I'll say it from an ENTP perspective.

ESTJ- Guy that handles money in the School bazaar.
ISTJ- Asian nerd.
ESFJ- Class representative douchebag lover.
ISFJ- Hot church girl. 

ESTP- Good with girls, has been in fights has a pack of cigarettes at all times. Douche bag
ISTP- Surfer girl who never delivers homework but kicks ass in class projects. 
ESFP- Has F¨&(ed everybody and everything. 
ISFP- Slipknot misunderstood girl.

ENFJ- Has a band and does well with grades never eats meat. 
INFJ- The quiet girl that stands-out in a very large girl group, nobody knows her name.
ENFP- Funny dude, teaches half the school to drink.
INFP- Cries at bad grades and will cry at graduation day. 

ENTJ- The guy who begins and ends the semester with the exact same pencil pen and eraser. 
INTJ- The guy who pokes you in the middle of a lecture and whispers "She talking bullshit, it's all wrong". 
ENTP- Night before test goes for drinks gets home at 3 in the morning watches anime until 4 am, gets at least a B+.
INTP- Best damn video game player and connoisseur.


----------



## lboogy85

I can see ENFJs getting the lead in the play.
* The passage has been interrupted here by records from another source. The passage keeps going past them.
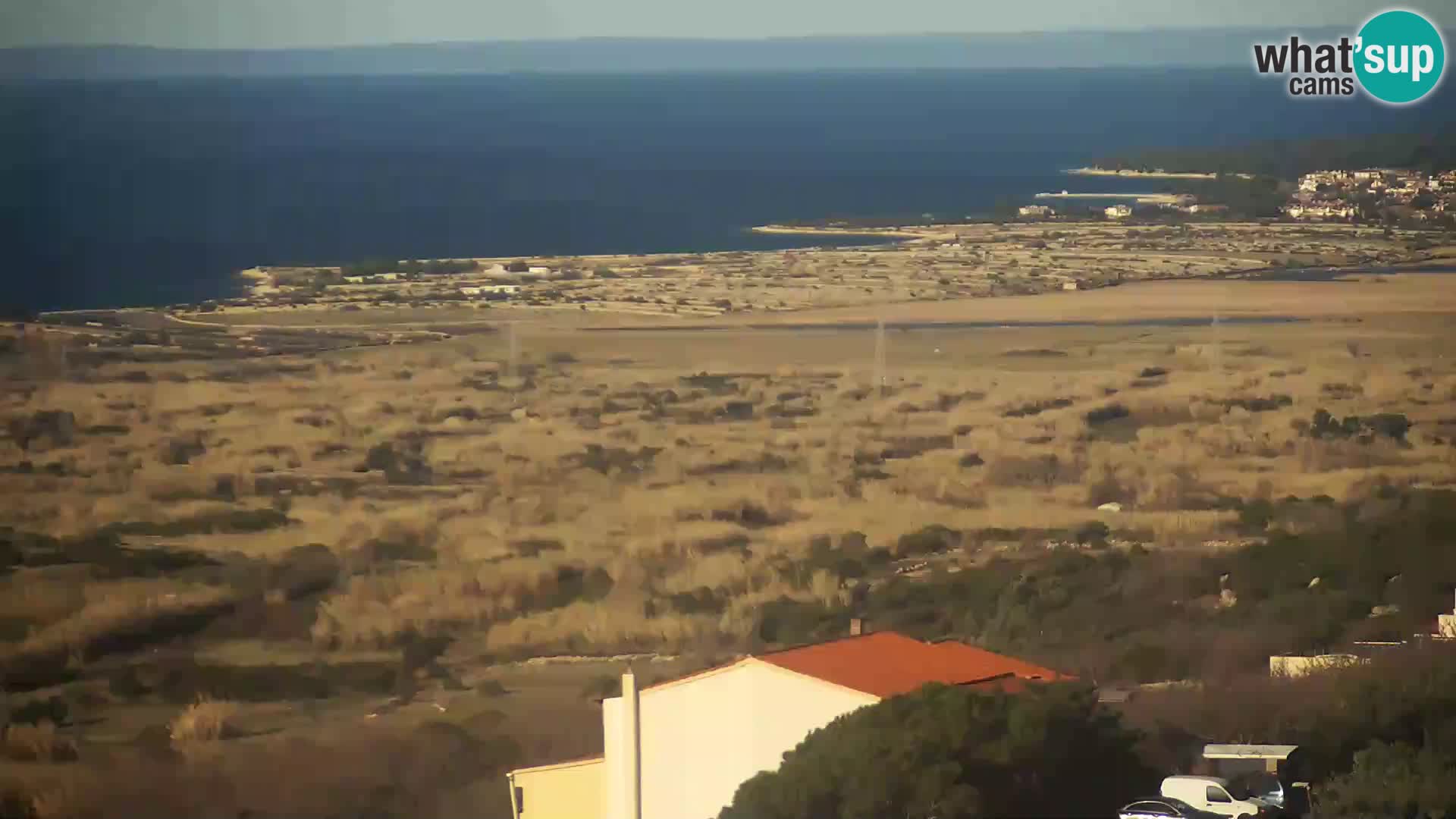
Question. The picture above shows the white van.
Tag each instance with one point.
(1215, 795)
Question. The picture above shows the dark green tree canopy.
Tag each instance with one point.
(946, 752)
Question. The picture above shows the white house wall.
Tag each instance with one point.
(705, 736)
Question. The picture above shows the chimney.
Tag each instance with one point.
(632, 726)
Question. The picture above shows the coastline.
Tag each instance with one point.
(1128, 174)
(1139, 199)
(893, 232)
(1139, 174)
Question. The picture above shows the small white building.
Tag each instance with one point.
(680, 749)
(1446, 626)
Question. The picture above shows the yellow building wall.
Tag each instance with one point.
(561, 792)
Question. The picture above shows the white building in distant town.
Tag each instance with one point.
(482, 289)
(1320, 212)
(680, 749)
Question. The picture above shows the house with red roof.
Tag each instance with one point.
(679, 749)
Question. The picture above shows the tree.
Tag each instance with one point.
(1394, 780)
(951, 752)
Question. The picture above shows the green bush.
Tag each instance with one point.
(946, 751)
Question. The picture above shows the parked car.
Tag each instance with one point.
(1163, 808)
(1216, 796)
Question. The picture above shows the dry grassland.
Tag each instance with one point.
(610, 491)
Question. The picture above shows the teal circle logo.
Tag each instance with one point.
(1400, 57)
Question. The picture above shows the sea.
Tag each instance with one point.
(159, 191)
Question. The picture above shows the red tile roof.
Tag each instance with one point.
(887, 664)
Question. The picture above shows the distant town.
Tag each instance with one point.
(1369, 193)
(1410, 199)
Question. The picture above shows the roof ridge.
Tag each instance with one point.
(845, 639)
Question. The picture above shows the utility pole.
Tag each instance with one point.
(1218, 344)
(880, 356)
(513, 350)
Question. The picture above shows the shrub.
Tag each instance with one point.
(929, 539)
(38, 742)
(1034, 471)
(1106, 414)
(204, 720)
(601, 687)
(491, 689)
(946, 751)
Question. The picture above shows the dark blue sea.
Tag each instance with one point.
(147, 193)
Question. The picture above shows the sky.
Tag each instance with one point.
(280, 24)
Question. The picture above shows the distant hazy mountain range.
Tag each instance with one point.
(1062, 50)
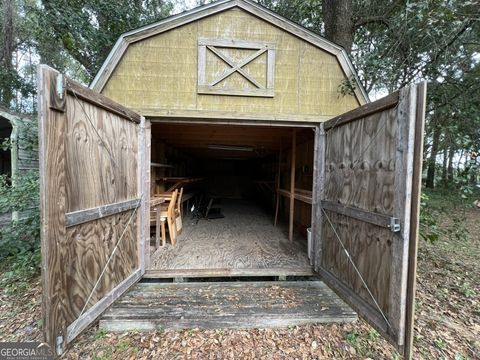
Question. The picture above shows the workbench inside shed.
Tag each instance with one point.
(247, 173)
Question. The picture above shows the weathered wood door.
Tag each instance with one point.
(366, 204)
(93, 185)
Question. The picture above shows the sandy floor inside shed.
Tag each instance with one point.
(244, 239)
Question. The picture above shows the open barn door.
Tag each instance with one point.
(366, 202)
(93, 187)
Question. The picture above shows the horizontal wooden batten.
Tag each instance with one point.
(368, 216)
(75, 328)
(364, 309)
(83, 216)
(230, 117)
(205, 89)
(77, 90)
(299, 194)
(387, 102)
(226, 272)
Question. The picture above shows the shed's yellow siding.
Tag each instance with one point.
(159, 74)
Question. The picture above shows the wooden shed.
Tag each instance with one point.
(232, 101)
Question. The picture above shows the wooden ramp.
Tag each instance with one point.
(242, 305)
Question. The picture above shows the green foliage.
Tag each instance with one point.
(20, 239)
(438, 204)
(87, 30)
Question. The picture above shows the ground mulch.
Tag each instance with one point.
(447, 324)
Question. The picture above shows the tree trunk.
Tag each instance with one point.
(6, 93)
(430, 182)
(451, 153)
(338, 19)
(444, 167)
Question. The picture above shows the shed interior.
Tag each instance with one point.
(5, 156)
(239, 171)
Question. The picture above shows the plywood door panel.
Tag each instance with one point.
(91, 160)
(368, 165)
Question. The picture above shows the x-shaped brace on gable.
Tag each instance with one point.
(213, 85)
(237, 67)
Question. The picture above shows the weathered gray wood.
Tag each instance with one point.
(414, 218)
(161, 165)
(226, 305)
(227, 272)
(369, 166)
(83, 216)
(75, 328)
(364, 215)
(277, 186)
(364, 309)
(142, 169)
(207, 89)
(387, 102)
(146, 193)
(79, 91)
(89, 157)
(318, 194)
(292, 184)
(52, 129)
(405, 122)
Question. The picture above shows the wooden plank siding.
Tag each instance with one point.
(369, 164)
(90, 170)
(157, 76)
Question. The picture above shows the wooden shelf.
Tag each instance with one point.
(299, 194)
(161, 165)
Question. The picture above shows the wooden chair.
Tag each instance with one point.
(178, 213)
(165, 214)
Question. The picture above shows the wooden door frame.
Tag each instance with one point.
(223, 272)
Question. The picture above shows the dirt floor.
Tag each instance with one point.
(447, 324)
(243, 239)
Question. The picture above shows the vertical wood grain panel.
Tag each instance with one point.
(89, 158)
(369, 164)
(52, 127)
(318, 194)
(415, 217)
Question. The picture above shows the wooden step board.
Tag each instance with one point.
(214, 305)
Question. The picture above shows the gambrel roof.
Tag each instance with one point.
(198, 13)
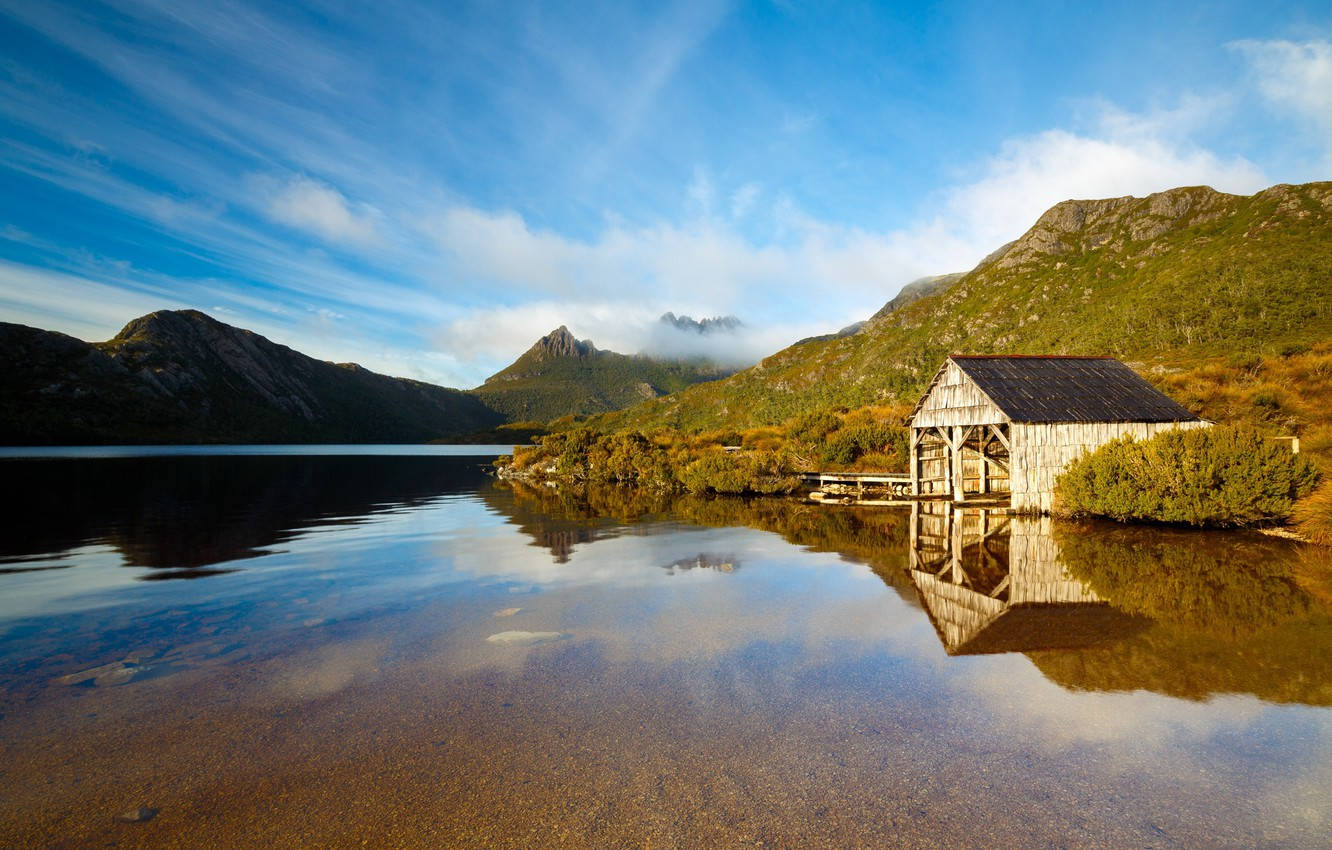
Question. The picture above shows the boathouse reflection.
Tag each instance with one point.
(995, 584)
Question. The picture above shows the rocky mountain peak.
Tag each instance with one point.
(1082, 225)
(701, 327)
(561, 343)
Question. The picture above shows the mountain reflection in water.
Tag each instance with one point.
(401, 650)
(179, 514)
(1095, 605)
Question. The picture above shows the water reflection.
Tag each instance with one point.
(1104, 606)
(997, 584)
(501, 666)
(181, 514)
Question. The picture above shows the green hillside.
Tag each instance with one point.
(561, 376)
(181, 376)
(1178, 276)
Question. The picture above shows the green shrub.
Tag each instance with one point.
(813, 426)
(851, 444)
(1218, 476)
(755, 472)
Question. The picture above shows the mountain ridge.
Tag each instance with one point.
(1186, 272)
(181, 376)
(561, 376)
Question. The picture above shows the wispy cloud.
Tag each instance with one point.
(457, 181)
(312, 205)
(1295, 77)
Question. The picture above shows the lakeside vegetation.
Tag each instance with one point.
(1226, 476)
(726, 461)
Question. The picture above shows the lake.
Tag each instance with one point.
(283, 646)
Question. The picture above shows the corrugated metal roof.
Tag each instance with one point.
(1068, 389)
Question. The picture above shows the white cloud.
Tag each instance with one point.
(321, 209)
(1295, 75)
(493, 337)
(826, 275)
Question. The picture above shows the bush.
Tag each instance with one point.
(851, 444)
(757, 472)
(1218, 476)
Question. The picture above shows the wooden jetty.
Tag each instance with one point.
(858, 488)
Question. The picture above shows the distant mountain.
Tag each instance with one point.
(717, 324)
(1184, 273)
(917, 289)
(561, 375)
(181, 376)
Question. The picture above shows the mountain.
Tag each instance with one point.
(561, 375)
(917, 289)
(1176, 276)
(701, 327)
(181, 376)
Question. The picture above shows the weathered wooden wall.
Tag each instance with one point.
(1042, 450)
(954, 400)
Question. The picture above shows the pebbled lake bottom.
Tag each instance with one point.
(396, 650)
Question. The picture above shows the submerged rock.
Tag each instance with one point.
(137, 816)
(524, 638)
(113, 673)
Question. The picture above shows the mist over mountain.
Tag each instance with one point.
(721, 340)
(717, 324)
(1183, 273)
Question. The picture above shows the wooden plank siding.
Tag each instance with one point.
(1042, 450)
(967, 441)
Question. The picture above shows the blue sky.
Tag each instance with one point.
(426, 188)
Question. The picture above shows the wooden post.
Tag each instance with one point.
(985, 460)
(915, 461)
(955, 457)
(955, 540)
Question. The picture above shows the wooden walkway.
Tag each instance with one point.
(879, 488)
(855, 484)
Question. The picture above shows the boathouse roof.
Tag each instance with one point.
(1055, 388)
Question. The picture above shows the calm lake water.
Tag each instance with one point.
(332, 648)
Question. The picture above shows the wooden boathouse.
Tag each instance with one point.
(1003, 426)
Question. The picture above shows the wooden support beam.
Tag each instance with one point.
(915, 462)
(955, 457)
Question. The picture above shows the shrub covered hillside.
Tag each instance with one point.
(755, 461)
(1223, 476)
(1184, 275)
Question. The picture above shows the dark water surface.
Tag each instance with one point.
(393, 650)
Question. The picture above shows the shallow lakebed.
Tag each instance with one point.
(303, 648)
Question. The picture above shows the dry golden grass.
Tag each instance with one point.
(1312, 514)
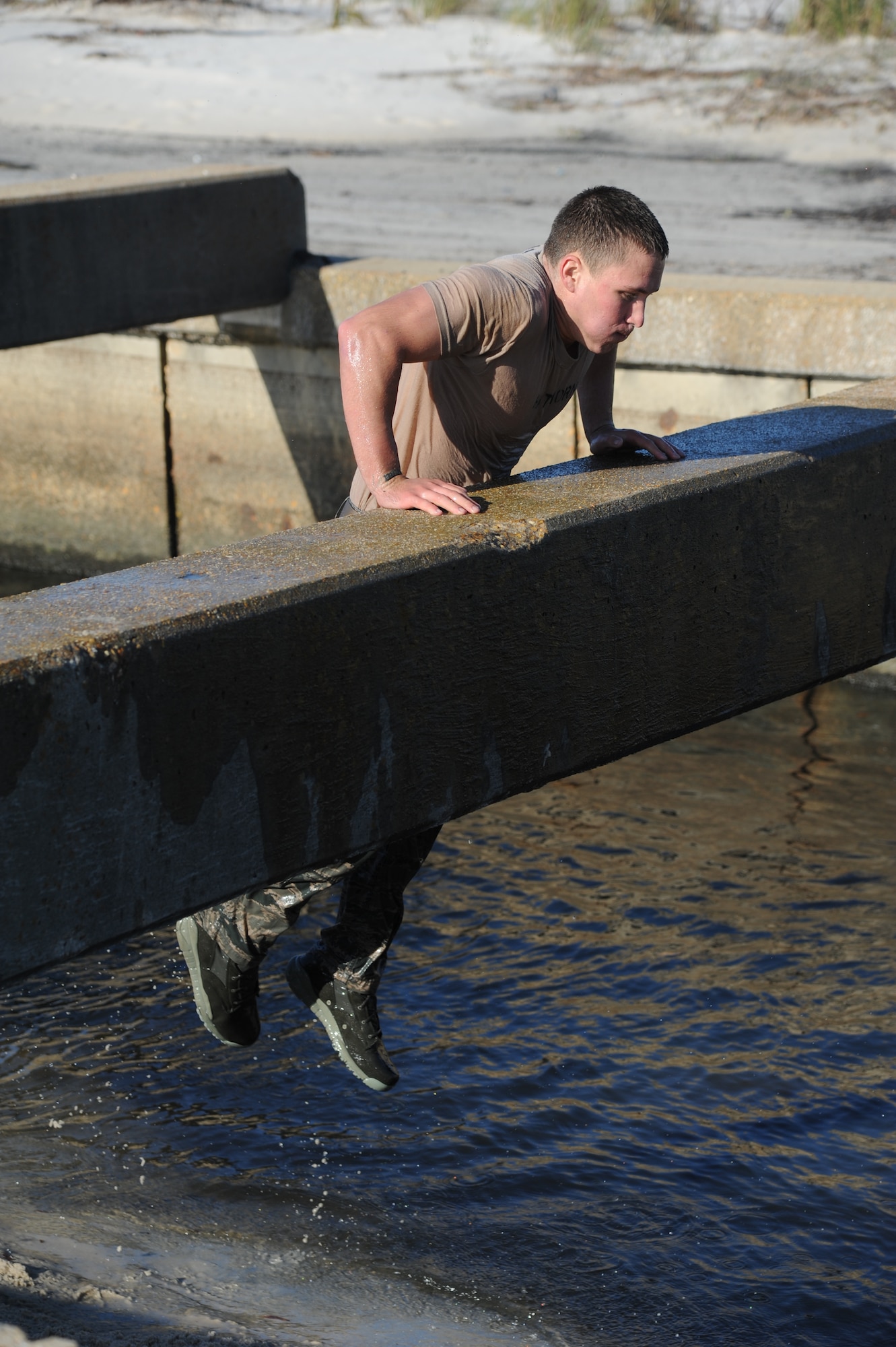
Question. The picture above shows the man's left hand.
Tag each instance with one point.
(614, 440)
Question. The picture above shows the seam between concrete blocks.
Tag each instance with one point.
(171, 492)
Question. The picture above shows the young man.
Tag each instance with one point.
(443, 387)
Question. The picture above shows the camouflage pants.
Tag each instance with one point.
(370, 910)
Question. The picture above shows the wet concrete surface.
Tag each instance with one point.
(645, 1023)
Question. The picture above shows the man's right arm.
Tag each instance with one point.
(373, 347)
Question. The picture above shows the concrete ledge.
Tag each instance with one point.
(102, 254)
(174, 733)
(749, 325)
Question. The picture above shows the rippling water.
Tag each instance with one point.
(645, 1020)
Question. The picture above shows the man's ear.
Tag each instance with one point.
(571, 271)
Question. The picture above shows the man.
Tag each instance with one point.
(443, 389)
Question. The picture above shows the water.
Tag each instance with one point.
(645, 1020)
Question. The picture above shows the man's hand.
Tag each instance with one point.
(424, 494)
(611, 440)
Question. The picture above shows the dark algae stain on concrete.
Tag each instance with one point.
(23, 712)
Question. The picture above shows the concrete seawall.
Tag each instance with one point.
(213, 430)
(175, 733)
(102, 254)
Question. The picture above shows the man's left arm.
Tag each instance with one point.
(596, 403)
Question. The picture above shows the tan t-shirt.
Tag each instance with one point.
(504, 374)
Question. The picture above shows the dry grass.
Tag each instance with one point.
(575, 20)
(673, 14)
(835, 20)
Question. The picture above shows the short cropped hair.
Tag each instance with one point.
(602, 224)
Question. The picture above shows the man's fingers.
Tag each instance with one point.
(432, 498)
(661, 449)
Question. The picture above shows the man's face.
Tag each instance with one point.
(600, 310)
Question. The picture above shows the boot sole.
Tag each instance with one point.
(186, 931)
(300, 984)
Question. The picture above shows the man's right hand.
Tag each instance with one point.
(424, 494)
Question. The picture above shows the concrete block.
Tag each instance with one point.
(753, 325)
(664, 402)
(82, 459)
(767, 325)
(295, 698)
(102, 254)
(827, 387)
(257, 437)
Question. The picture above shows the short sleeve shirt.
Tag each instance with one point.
(504, 374)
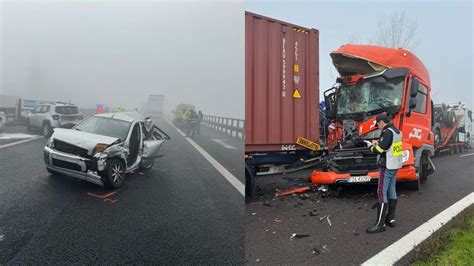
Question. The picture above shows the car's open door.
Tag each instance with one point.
(153, 143)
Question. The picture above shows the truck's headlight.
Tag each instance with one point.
(405, 156)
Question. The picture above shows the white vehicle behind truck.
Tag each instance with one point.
(155, 105)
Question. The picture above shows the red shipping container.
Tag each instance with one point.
(281, 84)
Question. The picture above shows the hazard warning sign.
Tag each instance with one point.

The ENFJs I know are very focused and driven and slightly showy.


----------



## Eleven

I can't speak for the other types up there, but I was definitely the INFJ "earth mother" though I don't know if I would call myself an earth mother per se lol. I was friends with people from all kinds of different groups, and many people who would never get along with each other seemed to really like me. (I was friends with some people who, for reasons I will never understand, actually hated other people I was also friends with haha.) I had a lot of people in high school tell me that I was their best friend/only friend/the chillest/nicest person they knew/the only person who knew/understood them... That being said, the friends whom I felt really knew me could be counted on one hand...


----------



## NuthatchXi

Kuthtuk said:


> INFJ- The quiet girl that stands-out in a very large girl group, nobody knows her name.


Lol! Yeah, close enough. Though I didn't have much patience for large groups, even then. But—liked and respected well enough in some vague sense, yet unobtrusive to the point of being overlooked by most people—oh, yes. That fits my high school experience (and I was homeschooled.) Being college age, and going to the college I do, is so much better. :laughing:


----------



## ilphithra

I was (and still am, 20 years on) a Goth... though I don't think it has anything to do with being an INTJ...


----------



## The Nightingale

I wasn't popular in high school at all. In fact, most kids thought I was weird, because I was VERY insecure (sometimes this comes to surface even today) and thus behaved rather awkward. I got bullied a lot, too, because I didn't know how to defend myself. 

I was never a follower, even though it might have helped me get through highschool.

Teachers loved me, though (well, most of them - I loved arguing with those who I thought were treating us unfairly or were just plain wrong), which was also due to the fact that, although being laughed at for it a lot, I always had a well structured opinion on things and I never held back with it. I was one of the best students as well.

EDIT: The conclusion is, that none of those "high-school-stereotypes" fit me. Probably because my personality (whatever part of it) wasn't yet developed very well.


----------



## sarakmiti

Oh high school!

In high school:

-I would take part in mathematics competitions (every year actually)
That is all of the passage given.